Thursday, August 18, 2005

Origin and history of the name Townsend

James Savage wrote: “By an instinct of our nature, we all learn to love the places of our birth, and the chief circumstances in the lives of our progenitors.”

There it is—our reasons for getting hooked on genealogy. The writer states unequivocally that the love for it is “an instinct of our nature.”

The ancestral name Townsend is spelled in various ways: The most common is Townsend; you might see it as Townshend, Townson, Townsil and, much older, atte-Towns-End, which means, of course, living at the place where the town ends. This later was from the Norman “de Alta Ville” and meant at Towns-end.

Lodovic, a noble Norman, settled in England during the reign of King Henry I. He married Elizabeth, daughter and heiress of Sir Thomas de Hoville who was Knight of the Manor of Raynham in Norfolkshire. Lodovic assumed the name Townshend (or Townsend) meaning living at the edge of town. Since his wife, Elizabeth, inherited the estate at Raynham, Townshend himself was also the owner. Hence the beginning of a long line of English Viscounts and Marquesses descending from Lodovic and Elizabeth Townshend.

Townsend is an English place name and literally means living at the edge of the town. In England, those bearing the name Townsend lived at Raynham in Norfolkshire, were landowners there, and because of their service to various royal heads of England, were knighted for their service. In 1483 the landowner at Townsend became a Baron and was named by King Richard III as a Judge in the Court of Common Pleas. Likewise, King Henry VII reappointed Baron Townsend to the same post, a position the Baron held until 1498.
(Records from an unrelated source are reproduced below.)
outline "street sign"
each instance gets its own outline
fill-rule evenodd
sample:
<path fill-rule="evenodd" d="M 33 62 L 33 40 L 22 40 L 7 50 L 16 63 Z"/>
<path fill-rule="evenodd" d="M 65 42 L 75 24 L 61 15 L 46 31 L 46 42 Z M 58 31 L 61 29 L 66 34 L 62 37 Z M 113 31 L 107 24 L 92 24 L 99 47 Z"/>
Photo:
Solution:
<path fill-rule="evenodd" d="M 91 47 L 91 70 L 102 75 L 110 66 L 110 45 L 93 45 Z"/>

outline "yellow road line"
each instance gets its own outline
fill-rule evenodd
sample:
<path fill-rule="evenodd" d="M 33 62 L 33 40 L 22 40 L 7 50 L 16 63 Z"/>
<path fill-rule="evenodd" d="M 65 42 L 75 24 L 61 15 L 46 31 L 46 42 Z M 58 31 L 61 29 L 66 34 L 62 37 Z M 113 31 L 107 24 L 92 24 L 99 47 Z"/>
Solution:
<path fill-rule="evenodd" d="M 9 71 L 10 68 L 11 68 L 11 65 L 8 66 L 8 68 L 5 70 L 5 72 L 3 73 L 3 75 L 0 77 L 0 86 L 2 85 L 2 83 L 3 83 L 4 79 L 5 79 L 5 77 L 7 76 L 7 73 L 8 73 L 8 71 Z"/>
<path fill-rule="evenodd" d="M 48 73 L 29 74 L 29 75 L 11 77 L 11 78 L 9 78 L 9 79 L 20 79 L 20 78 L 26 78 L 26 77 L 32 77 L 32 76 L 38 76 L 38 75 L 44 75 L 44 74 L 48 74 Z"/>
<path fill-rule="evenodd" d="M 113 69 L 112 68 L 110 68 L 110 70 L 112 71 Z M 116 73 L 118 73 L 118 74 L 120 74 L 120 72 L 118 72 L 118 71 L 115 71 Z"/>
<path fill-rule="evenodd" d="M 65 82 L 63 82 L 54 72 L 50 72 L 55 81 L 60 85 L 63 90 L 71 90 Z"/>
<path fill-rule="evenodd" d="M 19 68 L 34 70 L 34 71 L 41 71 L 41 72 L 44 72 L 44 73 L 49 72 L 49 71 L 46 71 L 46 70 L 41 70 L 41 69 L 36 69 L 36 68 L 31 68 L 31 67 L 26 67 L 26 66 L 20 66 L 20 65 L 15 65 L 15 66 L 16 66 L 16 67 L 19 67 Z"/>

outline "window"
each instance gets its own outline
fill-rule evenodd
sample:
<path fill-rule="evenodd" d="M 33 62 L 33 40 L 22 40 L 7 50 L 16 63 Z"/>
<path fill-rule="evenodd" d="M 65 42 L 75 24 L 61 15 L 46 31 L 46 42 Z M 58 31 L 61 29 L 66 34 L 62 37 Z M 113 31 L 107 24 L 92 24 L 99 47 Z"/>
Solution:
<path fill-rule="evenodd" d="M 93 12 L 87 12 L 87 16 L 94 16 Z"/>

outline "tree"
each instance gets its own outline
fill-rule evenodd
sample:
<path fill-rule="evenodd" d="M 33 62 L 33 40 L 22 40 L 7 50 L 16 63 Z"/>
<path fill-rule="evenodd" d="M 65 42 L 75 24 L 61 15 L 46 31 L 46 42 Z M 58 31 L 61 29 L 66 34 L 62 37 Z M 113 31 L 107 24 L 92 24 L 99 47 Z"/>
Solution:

Townsends were numbered among sailors. Under the banner of Queen Elizabeth I, Roger Townsend of the Raynham Estates brought his ships into her service and helped to quell the Spanish Armada. Roger Townsend received knighthood for his service to the Queen. John, a younger brother of Roger, went in the British Expedition to Cadiz, Spain in 1599 and was likewise knighted for his bravery there.

Under the Cromwell rule in England, Richard Townsend held the rank of Colonel and fought with Cromwell in Ireland, winning a sizeable estate for his service in the County Cork where descendants of Roger Townsend reside to the present day. After the death of Cromwell, Sir Horatio Townsend, then proprietor of Raynham Hall, helped to secure the restoration of Charles II to the British throne. As a result, in 1617, Horatio Townsend was named a baronet, in 1661 with the title of Baron Townshend of Lynn Regis. In 1682 he earned the title Viscount Townshend of Raynham. Then came the addition of the “h” to the name, perhaps to indicate its higher significance.
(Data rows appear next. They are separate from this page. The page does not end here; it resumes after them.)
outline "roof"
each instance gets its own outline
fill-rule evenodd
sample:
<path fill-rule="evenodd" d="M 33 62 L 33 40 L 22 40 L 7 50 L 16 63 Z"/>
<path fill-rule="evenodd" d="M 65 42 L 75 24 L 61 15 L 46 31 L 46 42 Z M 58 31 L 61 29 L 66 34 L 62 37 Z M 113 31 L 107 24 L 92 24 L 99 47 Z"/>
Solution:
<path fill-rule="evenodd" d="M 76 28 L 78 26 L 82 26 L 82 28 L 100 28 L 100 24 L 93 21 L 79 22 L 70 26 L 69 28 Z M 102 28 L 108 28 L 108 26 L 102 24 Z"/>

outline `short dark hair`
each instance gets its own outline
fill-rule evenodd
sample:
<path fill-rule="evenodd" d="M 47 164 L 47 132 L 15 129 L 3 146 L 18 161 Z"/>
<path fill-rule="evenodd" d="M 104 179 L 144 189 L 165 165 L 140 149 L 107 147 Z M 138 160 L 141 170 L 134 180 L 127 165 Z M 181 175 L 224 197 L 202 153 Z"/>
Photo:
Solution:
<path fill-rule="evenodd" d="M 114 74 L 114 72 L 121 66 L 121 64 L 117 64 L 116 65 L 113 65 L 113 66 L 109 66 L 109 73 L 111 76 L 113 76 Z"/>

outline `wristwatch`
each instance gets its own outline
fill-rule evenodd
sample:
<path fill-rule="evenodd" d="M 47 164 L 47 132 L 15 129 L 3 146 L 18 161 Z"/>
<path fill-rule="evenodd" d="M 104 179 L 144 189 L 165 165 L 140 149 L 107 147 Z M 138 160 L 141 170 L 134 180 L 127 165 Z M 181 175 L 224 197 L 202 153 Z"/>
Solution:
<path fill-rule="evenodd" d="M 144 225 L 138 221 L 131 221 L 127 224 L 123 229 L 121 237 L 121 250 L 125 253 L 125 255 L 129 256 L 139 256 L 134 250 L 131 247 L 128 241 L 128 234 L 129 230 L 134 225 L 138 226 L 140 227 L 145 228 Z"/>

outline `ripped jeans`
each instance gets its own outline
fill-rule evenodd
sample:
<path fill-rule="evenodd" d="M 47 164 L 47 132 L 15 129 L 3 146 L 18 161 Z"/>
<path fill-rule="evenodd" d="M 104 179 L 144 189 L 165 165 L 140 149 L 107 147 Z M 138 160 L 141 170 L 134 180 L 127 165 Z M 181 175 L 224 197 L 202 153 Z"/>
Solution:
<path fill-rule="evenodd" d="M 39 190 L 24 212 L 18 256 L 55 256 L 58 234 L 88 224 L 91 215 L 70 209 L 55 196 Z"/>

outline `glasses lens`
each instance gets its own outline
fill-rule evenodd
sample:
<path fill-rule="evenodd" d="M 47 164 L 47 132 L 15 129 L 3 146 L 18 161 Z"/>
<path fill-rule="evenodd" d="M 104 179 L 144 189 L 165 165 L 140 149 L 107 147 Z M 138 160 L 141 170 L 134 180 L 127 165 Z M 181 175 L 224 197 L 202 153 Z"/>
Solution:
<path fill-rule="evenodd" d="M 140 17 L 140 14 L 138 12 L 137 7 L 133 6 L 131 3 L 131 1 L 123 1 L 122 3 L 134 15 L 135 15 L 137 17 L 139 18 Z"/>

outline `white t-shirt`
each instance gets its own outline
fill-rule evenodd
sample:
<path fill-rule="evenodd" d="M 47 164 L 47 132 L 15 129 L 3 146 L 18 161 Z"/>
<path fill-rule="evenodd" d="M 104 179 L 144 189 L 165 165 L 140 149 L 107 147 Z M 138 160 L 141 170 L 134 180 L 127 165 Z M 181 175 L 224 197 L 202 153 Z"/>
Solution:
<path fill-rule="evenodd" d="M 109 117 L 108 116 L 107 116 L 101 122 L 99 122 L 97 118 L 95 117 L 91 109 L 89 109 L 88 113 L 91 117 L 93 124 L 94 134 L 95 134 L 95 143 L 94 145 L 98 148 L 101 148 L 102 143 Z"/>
The roots of the Union County Townsends can be traced to one Repentance Townsend who was born about 1725 and died after 1790. The unlikely name of “Repentance” as a given name makes him stand out as unusual. It would be interesting to know the circumstances behind his given name. Repentance and his wife Mary Townsend lived in Augusta County, Virginia as early as 1746. There he was witness to a land deed. They moved out of Virginia sometime prior to 1755, as they were listed in November of that year as delinquent on paying taxes and having “removed” from the county.
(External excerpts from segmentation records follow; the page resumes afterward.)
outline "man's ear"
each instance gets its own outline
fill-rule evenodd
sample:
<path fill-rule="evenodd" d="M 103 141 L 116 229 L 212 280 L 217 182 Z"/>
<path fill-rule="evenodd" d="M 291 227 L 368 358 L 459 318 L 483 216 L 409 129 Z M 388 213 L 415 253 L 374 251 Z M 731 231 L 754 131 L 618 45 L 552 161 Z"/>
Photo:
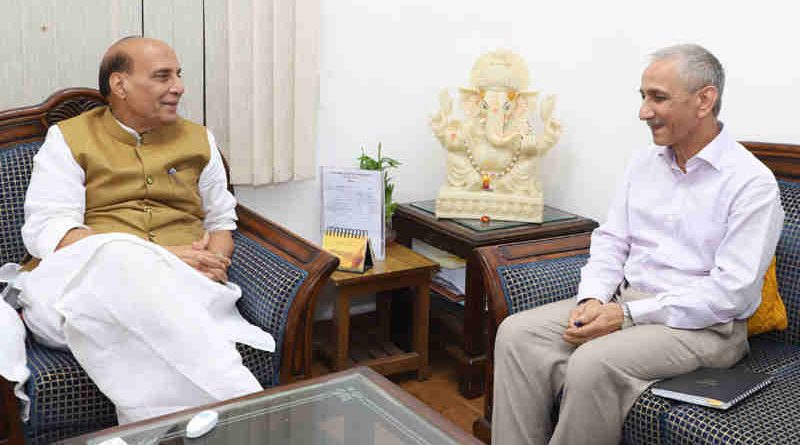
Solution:
<path fill-rule="evenodd" d="M 125 79 L 123 73 L 111 73 L 111 76 L 108 78 L 108 86 L 111 89 L 111 94 L 125 100 L 128 96 L 128 92 L 125 89 L 125 82 L 127 82 L 127 79 Z"/>
<path fill-rule="evenodd" d="M 711 85 L 700 88 L 697 92 L 697 99 L 699 106 L 697 108 L 697 117 L 706 117 L 709 113 L 713 113 L 714 105 L 717 103 L 719 91 L 716 87 Z"/>

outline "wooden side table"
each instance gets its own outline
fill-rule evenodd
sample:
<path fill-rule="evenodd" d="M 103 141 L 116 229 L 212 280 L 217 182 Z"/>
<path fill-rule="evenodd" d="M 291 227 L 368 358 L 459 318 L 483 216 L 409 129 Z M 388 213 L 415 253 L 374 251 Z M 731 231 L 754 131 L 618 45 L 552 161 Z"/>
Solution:
<path fill-rule="evenodd" d="M 455 344 L 445 349 L 458 361 L 459 391 L 464 397 L 483 394 L 483 373 L 486 366 L 486 296 L 483 277 L 474 249 L 516 241 L 548 239 L 557 236 L 587 233 L 597 227 L 597 222 L 572 213 L 545 206 L 541 224 L 493 221 L 482 224 L 478 220 L 441 219 L 434 216 L 435 201 L 401 204 L 392 219 L 397 241 L 411 246 L 416 238 L 434 247 L 451 252 L 467 260 L 467 283 L 464 295 L 454 295 L 436 284 L 432 289 L 452 302 L 463 301 L 463 320 L 454 319 L 436 311 L 431 317 L 443 326 L 457 330 Z"/>
<path fill-rule="evenodd" d="M 428 365 L 428 326 L 431 277 L 439 265 L 407 247 L 393 243 L 386 249 L 386 259 L 363 274 L 336 271 L 330 277 L 335 288 L 333 332 L 334 343 L 318 343 L 335 371 L 354 365 L 369 366 L 387 375 L 417 371 L 419 380 L 430 377 Z M 412 350 L 402 351 L 391 343 L 389 320 L 394 290 L 414 289 Z M 350 299 L 377 293 L 378 332 L 366 347 L 350 348 Z"/>

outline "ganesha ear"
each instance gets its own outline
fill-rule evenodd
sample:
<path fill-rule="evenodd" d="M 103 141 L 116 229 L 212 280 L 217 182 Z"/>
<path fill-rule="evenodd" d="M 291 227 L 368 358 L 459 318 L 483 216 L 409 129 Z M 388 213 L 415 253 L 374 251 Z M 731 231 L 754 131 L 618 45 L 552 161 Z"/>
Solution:
<path fill-rule="evenodd" d="M 536 97 L 538 91 L 520 91 L 517 93 L 516 105 L 514 106 L 514 117 L 527 116 L 530 111 L 536 109 Z"/>
<path fill-rule="evenodd" d="M 459 88 L 458 94 L 461 96 L 461 108 L 464 109 L 464 114 L 470 117 L 477 116 L 481 111 L 481 100 L 483 100 L 480 91 Z"/>

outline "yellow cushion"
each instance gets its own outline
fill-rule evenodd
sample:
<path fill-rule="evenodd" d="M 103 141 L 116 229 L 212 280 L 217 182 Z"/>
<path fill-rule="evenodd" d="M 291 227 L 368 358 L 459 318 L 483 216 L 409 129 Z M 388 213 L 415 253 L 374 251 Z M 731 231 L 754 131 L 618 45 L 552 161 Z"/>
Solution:
<path fill-rule="evenodd" d="M 773 330 L 783 330 L 788 326 L 786 306 L 778 293 L 778 279 L 775 276 L 775 257 L 764 275 L 761 288 L 761 305 L 747 320 L 747 335 L 761 334 Z"/>

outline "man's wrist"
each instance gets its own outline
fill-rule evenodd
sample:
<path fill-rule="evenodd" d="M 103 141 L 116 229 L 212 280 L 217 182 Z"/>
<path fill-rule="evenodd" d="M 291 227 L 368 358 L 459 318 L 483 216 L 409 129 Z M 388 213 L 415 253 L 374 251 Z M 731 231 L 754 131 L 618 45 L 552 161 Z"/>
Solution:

They moved to old Anson County, North Carolina where several land deeds are recorded in the name of Temperance Townsend and his wife Mary as early as 1756. His land there bordered on both North and South Carolina while state lines were still in dispute. On the main fork of Fishing Creek in Camden District of South Carolina, later York County, Temperance Townsend owned 300 acres.

The North Georgia Townsends desended through the son of Repentance named Thomas (1753-1836), grandson Edward (1789-1860) and great grandson Eli ( ca. 1810-ca. 1849). The four older sons of Repentance Townsend; Thomas, Samuel, Andrew and John— all served in the Revolutionary War.

The motto on the Townsend coat of arms is translated “Fidelity earned these honors for our race.” Through the mists of time from the Norman Conquest of England to the American Revolution and many wars for freedom since, Townsends have shown fidelity, faithfulness in the line of duty to their country.

(I gleaned information for this article from “Some Townsends of North Georgia” by E. E. Townsend, Cleveland, TN, undated.)